My enjoying the book could have been sweeter if I had been patient and more appreciative of the parts I deemed “boring”. Much like life, everyone at some point feels the overwhelming urge to skip where they are and dive into the better parts. The problem is, life must be lived in all of its measures equally. It is a story, with its exposition, rising action, climax, fallouts, endings as well as new beginnings. Our brains are programmed into believing that certain outcomes are better than others. Therefore, speeding through the “bad” ones and into the “better” ones becomes our life goal. This type of thinking leads to intentional dissatisfaction with anything that does not fit our standards for the narratives of our lives. Moments are wasted and forgotten, and in our relating what has happened, there isn’t much for being added to the conversation. Nothing may be uploaded to Instagram or is retweeted because of the fear that those moments are not legendary or trendy enough. If it does not fit the mold of fashion, love, and other goals communicated through hashtags, than it is hidden beneath the crevices of our consciousness. Just think of the countless stories of straws up people’s noses during a night out, dates gone comically wrong, and boring days spent in peaceful rain untold because of the unconscious pressure of skipping to the good parts of our lives.

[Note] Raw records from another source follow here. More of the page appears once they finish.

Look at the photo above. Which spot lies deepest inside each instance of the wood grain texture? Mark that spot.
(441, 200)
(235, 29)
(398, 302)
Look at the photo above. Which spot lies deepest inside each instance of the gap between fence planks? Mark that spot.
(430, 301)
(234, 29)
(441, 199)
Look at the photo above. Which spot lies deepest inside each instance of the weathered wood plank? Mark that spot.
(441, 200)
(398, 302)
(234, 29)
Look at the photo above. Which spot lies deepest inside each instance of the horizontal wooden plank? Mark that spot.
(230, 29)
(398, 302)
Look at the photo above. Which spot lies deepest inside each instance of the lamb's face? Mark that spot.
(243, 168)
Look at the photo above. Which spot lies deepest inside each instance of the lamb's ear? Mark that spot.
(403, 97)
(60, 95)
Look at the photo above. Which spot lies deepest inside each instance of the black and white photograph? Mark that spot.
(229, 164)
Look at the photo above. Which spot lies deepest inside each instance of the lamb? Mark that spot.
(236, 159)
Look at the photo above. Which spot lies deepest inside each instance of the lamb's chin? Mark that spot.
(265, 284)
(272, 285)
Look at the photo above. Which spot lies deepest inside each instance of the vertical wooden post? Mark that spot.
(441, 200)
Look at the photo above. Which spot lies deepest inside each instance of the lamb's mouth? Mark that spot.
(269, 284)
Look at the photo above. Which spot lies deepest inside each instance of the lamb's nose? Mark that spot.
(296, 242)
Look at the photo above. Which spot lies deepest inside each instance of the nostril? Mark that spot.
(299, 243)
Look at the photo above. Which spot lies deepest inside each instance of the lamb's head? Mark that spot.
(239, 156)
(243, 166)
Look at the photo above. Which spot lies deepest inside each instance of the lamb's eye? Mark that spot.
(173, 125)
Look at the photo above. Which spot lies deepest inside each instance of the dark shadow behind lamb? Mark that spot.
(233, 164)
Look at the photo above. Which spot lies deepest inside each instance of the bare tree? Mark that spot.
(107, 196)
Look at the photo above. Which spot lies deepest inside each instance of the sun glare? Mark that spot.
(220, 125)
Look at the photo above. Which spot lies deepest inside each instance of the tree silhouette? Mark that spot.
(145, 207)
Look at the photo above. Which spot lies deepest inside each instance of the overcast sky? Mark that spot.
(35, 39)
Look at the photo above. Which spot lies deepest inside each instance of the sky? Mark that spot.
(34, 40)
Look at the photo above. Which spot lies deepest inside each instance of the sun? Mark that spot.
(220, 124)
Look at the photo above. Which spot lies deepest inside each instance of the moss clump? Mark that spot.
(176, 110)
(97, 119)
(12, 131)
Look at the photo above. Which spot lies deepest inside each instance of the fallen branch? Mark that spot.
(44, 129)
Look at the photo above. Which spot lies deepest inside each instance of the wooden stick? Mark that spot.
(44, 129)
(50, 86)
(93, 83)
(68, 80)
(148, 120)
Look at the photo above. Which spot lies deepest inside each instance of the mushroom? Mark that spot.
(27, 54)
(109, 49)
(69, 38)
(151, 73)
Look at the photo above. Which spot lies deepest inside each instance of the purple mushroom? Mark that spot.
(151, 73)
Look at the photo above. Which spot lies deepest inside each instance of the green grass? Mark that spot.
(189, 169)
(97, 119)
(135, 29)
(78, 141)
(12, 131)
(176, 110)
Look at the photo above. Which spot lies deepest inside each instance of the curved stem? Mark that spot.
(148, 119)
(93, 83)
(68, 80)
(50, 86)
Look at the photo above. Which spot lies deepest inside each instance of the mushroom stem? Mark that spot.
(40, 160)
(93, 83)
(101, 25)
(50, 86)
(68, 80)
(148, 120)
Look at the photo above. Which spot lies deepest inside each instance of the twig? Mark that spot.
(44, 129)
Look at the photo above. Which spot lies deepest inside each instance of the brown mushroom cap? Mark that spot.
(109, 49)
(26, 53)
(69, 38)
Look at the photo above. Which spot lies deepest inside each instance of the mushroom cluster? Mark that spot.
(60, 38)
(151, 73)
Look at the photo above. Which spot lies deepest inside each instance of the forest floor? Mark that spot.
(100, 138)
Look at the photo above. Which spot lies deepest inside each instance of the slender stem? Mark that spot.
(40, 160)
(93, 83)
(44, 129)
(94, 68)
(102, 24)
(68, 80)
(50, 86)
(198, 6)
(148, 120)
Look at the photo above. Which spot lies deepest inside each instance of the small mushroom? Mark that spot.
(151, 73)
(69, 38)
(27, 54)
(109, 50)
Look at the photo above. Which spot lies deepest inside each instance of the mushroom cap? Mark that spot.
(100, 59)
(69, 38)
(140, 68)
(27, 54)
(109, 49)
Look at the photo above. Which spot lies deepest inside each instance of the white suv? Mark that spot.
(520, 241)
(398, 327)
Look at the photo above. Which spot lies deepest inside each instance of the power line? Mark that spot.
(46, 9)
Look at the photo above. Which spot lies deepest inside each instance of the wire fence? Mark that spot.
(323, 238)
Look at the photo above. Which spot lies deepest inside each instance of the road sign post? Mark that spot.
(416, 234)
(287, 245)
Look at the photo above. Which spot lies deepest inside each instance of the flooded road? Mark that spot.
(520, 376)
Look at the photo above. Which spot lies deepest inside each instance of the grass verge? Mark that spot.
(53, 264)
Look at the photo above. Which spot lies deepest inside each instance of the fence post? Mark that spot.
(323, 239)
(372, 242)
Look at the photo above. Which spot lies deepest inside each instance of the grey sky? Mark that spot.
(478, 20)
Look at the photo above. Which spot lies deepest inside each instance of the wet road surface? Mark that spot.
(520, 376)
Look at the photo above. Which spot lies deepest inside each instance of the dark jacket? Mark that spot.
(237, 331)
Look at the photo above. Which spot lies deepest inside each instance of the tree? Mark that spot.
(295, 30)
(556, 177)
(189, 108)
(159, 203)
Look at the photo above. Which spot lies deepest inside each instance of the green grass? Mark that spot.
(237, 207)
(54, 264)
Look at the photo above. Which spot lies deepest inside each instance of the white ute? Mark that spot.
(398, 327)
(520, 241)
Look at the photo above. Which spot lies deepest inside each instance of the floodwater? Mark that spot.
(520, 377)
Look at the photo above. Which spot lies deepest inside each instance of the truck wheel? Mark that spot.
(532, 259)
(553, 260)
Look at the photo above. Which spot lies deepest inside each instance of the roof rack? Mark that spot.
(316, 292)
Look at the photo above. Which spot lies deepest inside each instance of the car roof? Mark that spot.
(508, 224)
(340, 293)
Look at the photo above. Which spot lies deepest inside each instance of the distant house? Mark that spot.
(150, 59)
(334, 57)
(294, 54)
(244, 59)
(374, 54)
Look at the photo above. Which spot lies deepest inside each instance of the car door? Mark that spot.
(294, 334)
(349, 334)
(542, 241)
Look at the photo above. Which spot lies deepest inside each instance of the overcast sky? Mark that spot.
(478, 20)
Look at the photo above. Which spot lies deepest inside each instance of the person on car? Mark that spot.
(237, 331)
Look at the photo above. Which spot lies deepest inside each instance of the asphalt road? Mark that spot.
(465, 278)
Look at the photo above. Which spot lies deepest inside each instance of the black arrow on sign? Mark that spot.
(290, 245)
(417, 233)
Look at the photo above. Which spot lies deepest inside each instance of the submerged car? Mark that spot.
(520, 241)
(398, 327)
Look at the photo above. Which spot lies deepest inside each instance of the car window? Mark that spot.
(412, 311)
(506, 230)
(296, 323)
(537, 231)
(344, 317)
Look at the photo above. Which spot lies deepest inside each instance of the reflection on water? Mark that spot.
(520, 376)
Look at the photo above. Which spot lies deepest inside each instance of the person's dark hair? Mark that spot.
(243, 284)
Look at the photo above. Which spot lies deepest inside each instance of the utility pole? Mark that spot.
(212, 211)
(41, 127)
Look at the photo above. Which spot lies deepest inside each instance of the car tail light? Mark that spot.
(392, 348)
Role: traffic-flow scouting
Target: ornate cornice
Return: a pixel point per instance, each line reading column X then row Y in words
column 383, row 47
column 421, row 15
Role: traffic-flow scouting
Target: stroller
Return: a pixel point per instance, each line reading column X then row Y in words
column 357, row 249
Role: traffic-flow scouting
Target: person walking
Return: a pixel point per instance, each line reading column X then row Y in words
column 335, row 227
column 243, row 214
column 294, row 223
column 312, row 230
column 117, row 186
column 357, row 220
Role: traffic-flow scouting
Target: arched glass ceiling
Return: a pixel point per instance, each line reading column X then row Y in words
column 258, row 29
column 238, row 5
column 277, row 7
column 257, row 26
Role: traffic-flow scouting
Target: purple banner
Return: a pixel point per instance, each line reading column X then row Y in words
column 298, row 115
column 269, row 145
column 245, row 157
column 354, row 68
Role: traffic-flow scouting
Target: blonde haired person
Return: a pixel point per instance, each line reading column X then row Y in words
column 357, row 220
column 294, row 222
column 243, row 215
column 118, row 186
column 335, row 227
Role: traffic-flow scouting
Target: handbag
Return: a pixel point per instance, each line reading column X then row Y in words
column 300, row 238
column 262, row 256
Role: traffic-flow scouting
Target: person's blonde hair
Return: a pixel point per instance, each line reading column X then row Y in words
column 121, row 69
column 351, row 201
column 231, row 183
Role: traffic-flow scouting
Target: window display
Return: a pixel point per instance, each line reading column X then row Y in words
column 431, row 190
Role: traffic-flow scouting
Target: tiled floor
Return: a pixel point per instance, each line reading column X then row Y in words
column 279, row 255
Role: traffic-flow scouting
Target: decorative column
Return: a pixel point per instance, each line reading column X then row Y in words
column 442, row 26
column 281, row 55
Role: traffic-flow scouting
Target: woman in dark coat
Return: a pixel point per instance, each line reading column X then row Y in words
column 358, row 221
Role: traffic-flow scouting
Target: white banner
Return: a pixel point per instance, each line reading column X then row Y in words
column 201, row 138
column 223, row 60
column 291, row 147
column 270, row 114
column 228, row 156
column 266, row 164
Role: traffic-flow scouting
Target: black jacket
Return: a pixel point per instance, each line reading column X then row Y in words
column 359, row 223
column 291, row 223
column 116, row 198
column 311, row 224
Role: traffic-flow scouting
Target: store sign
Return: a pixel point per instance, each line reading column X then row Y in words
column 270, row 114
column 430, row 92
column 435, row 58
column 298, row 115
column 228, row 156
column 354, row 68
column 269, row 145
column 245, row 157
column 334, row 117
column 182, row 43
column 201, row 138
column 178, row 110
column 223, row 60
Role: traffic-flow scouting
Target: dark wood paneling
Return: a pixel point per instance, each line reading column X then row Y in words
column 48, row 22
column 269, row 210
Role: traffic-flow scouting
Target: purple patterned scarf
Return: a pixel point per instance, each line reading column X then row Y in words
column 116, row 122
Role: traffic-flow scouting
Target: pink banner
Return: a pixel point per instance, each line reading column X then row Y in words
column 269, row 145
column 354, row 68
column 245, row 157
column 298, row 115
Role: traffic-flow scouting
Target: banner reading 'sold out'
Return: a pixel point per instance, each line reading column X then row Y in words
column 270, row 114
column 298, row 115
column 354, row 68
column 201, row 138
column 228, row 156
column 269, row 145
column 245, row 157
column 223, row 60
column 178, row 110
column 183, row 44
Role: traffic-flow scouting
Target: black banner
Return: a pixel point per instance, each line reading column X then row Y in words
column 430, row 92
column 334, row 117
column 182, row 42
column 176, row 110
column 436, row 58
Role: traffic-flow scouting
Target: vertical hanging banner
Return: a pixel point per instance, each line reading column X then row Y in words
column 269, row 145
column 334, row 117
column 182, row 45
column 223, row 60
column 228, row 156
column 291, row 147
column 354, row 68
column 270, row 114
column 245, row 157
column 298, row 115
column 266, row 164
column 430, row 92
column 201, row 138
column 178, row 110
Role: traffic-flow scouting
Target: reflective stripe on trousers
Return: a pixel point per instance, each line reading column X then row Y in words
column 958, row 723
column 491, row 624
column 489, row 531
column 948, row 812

It is after reading what I had thought was the “good” part of the novel when I realized that the story in its entirety (as a novel and trilogy) is the good part. Between the quiet beginnings, dry spaces between action scenes, shots of blossoming first love, unexpected love triangles, betrayals, and strength born out of deaths that which drove the plot into new beginnings, there is no rational reason for skipping any section of this novel. Reading the novel in its fullest is one thing. Leaving the book for a person who can finish it appreciatively is another. However, only searching for the parts that live up to superficial standards will not bring true contentment as a reader and person. Life cannot be lived that way. Experiencing both the valleys, peaks, and plains is what makes the journey of living a timelessly colorful experience. Literature is only a reflection of that.
I’m making it my mission to do two things. First, read Requiem for its wholeness as a literary journey, not its isolated events and the feelings they evoke in me. Second, live my life the way I will be reading Requiem.